And then we get into fire. Thats another big issue. A lot of people have the fear of fire and it can be very scary and dangerous, I have to say. So learning to control that environment and knowing where you actually can light a fire within national parks or freehold land or caravan parks, wherever you're traveling and like to stay, free camps, all that type of stuff. Let's leave it so that we make minimal impact. Using good timber is a good example. I don't need a big heap of wood if I've got good timber, so I don't need a roaring fire. And I'm leaving nothing behind. Its a practice that I pride myself on. The less I can see where I've been, the better I feel that I've impacted, or haven't impacted the environment.
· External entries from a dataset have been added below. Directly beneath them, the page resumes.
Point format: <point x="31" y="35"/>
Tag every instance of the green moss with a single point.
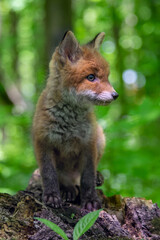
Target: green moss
<point x="155" y="226"/>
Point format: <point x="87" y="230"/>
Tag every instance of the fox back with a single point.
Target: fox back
<point x="67" y="139"/>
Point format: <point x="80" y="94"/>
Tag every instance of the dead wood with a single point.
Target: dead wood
<point x="122" y="218"/>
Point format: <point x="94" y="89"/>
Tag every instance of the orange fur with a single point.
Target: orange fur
<point x="67" y="138"/>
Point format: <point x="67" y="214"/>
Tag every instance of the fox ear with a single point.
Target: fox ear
<point x="97" y="41"/>
<point x="69" y="47"/>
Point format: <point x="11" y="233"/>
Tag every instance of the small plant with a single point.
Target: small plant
<point x="80" y="228"/>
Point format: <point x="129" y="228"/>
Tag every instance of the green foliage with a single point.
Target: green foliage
<point x="130" y="164"/>
<point x="54" y="227"/>
<point x="80" y="228"/>
<point x="85" y="223"/>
Instead of revving and skidding in your four wheel drive, well how about let's make sure we got traction so we are not driving with our right foot so much. Sometimes it's unavoidable, but just little things like that. Take a little bit of notice of what impact you do have while you're out there and try and minimize that.

I think that's really good advice. We are lucky to have so much in our back garden, so to speak, even in the big cities. It's easy to get out into some really beautiful places and as you say, it's important to respect that as well. Thank you, Ranger Nick. I've learned so much from our conversation. All the best for the 28th of April.

Actually I'm not sure that I'll be able to attend because we have a fair bit on starting April. Well be heading down to Corryong for the Man from Snowy River Festival and that's a biggie. But I'm certainly looking forward to seeing how I went and hopefully I'll end up with a trophy from it.

It's a great achievement already and I feel very lucky to have got to have spoken to you today. I hope you can put your feet up and relax now.

Absolute joy, Jo, it's been a pleasure talking to you as well. Thanks for the time on the air and I guess all I can say is I'll see you when the mud's dry and hope to see you around a campfire one day. I'll let you cook if you like.